Up until the Mets traded for and subsequently signed Santana, their 2007-08 offseason was widely considered a bust. They had done little to upgrade the team that finished one game behind the Phillies a season earlier, and they had done almost nothing to correct their most noticeable flaws.
Then they acquired Santana, a mediocre offseason became a notable one, and excitement for the upcoming season exploded from a simmer to a boil.
Roughly 10 months later, the Mets have planted themselves in an eerily similar situation. They did virtually nothing over the first two months of the offseason -- though, to be fair, few teams did. Then, lacking a closer, Mets general manager Omar Minaya acquired two of them, instantly putting a positive spin on last season's negative conclusion.
"All I kept hearing in the streets of New York when you go to get bagels in the morning was, 'Please, address the bullpen,'" Minaya said shortly after acquiring Putz, Sean Green and outfielder Jeremy Reed from the Mariners. "Well, to you Mets fans, we've addressed the bullpen."
Yet the difference between this year and last year -- other than dollars, of course -- is that the Mets still have plenty of time remaining in their offseason. They traded for Santana in early February, almost two months later than they acquired Rodriguez and Putz.

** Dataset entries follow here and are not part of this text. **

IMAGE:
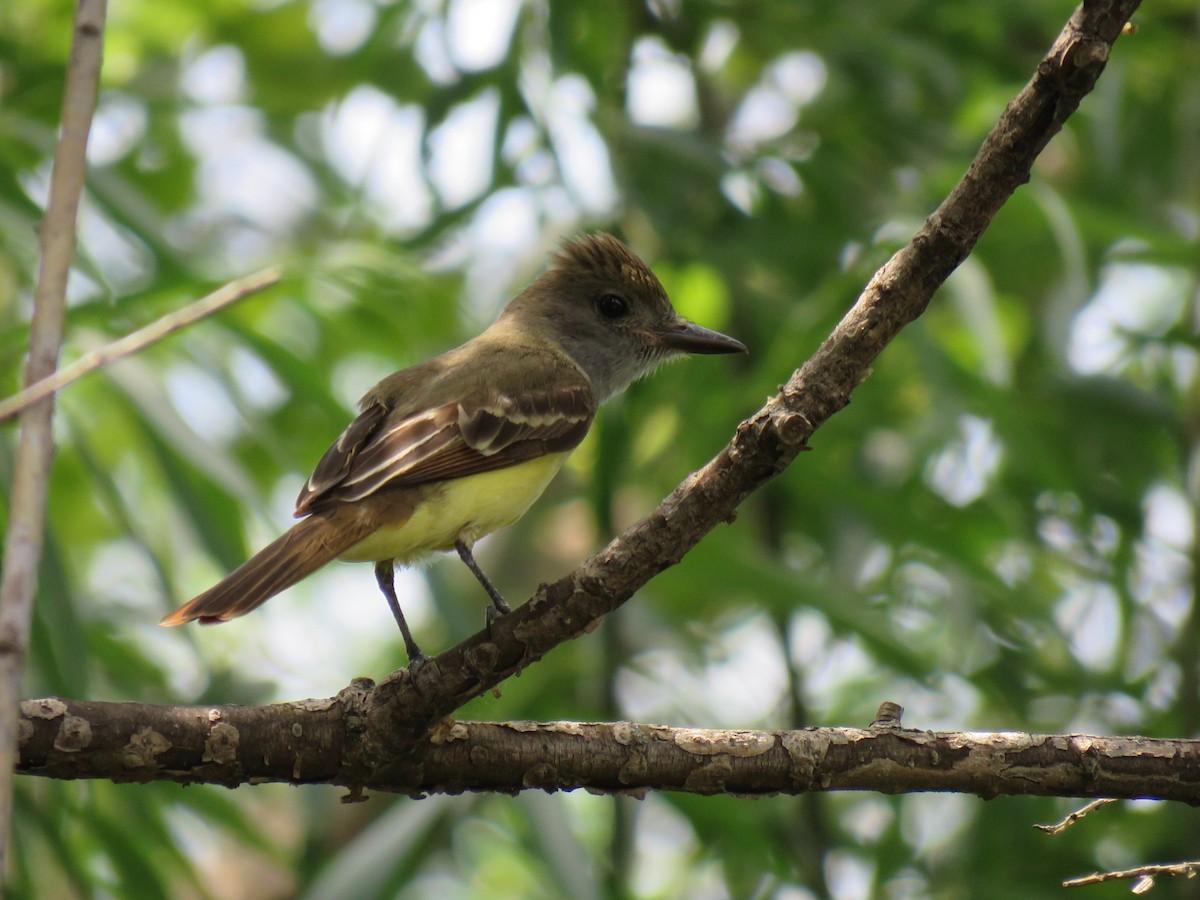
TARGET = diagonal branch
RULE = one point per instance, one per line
(375, 733)
(769, 441)
(136, 341)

This year, the Mets have all of January to search for a starting pitcher, their new primary need. They have all of January to acquire an outfielder, a utility man and a left-handed reliever. And despite the fact that they still lack those parts, the Mets are building excitement for a season that they hope -- again -- will be better than the last.
"I know what's happened here the last couple years has been disappointing," Putz said during his introduction at Citi Field. "And hopefully, having Frankie and myself here will change that."
Season in Preview
A lot can change by Opening Day, but as 2008 becomes 2009, this is who is projected to take the field for the Mets:
Where he spoke those words was almost as significant as what he said. Certainly the most tangible difference between this season and last season will be Citi Field, the team's new $850 million stadium. And perhaps a change of scenery is precisely what the Mets need. After finishing a combined two games behind the Phillies in each of the past two seasons, the Mets are aching for any sort of change.

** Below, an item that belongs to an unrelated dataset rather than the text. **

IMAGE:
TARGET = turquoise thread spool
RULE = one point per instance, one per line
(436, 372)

Rodriguez and Putz should provide it. Two of the American League's top closers over the past three years, they will try to redefine a bullpen that absorbed much of the blame for last season's demise. And almost equally as significant is who is gone -- Mets COO Jeff Wilpon's publicly advocated "addition by subtraction" has seen relievers Aaron Heilman and Scott Schoeneweis find work elsewhere.

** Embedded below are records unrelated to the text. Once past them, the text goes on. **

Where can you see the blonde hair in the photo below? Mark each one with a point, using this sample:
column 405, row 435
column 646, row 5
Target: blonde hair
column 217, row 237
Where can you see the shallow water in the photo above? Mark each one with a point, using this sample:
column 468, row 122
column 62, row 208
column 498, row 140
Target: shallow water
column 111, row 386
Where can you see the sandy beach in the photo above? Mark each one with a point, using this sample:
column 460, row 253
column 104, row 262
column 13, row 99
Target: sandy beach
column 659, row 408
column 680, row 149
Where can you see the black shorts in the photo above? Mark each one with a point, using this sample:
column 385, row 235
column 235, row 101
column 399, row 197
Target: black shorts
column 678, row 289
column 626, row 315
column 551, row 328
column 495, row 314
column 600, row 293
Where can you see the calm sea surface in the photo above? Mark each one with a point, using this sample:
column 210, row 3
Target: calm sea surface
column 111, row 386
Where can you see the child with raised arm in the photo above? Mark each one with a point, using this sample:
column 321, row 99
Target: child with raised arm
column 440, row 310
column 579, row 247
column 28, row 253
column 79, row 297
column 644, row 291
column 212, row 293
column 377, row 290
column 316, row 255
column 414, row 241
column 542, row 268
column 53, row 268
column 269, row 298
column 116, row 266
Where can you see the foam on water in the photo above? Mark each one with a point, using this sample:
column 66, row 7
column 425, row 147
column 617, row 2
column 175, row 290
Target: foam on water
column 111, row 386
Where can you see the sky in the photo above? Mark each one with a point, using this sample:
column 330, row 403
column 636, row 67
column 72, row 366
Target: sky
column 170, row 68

So when the Mets finally do open their 2009 season on April 6 in Cincinnati, they will do so with a markedly different roster than the one that stepped out of Shea Stadium last September. That's by design. Once again, the Mets want to forget about last season and usher in a new attitude through a new group of personnel.
"I like to win, of course," Rodriguez said recently, doing his best to stir the recent war of words between his Mets and the Phillies. "And if they ask me who's the ballclub that's going to win the National League East -- it's going to be the Mets. Easy question."
It's a grand plan for change. And perhaps this time, it will work.
Grading on a curve: The swiftness with which the Mets revamped their bullpen was rather impressive, especially considering the necessity of it. Over the span of two days, the Mets traded away three of their late-inning relievers, replacing them with two of the best closers in baseball. Yet to grade the team on those transactions alone would be premature. The Mets still need a starting pitcher, perhaps even two. They still need a backup infielder. They still want a corner outfielder and a left-handed reliever. Certainly, the Mets could not have scripted their bullpen acquisitions better, and for those, they deserve a 10 out of 10. But until the rest of their winter is complete, they'll have to settle for an 8.
Arrivals: RHP Green, RHP Putz, RHP Connor Robertson, RHP Rodriguez, OF Reed.
Departures: OF Endy Chavez, RHP Heilman, LHP Schoeneweis, RHP Joe Smith.
The Road Ahead: Look for the Mets to continue their search for a starter into the new year. That's their first priority, and their only significant remaining hole. They would like to add an outfield bat -- though that's more of a luxury -- and the acquisition of a backup infielder, though necessary, shouldn't consume much energy. Already, Minaya has classified this as a "great" offseason, speaking only about his bullpen acquisitions. The addition of a middle-of-the-rotation starter would make it even more impressive.
Anthony DiComo is a reporter for MLB.com. This story was not subject to the approval of Major League Baseball or its clubs.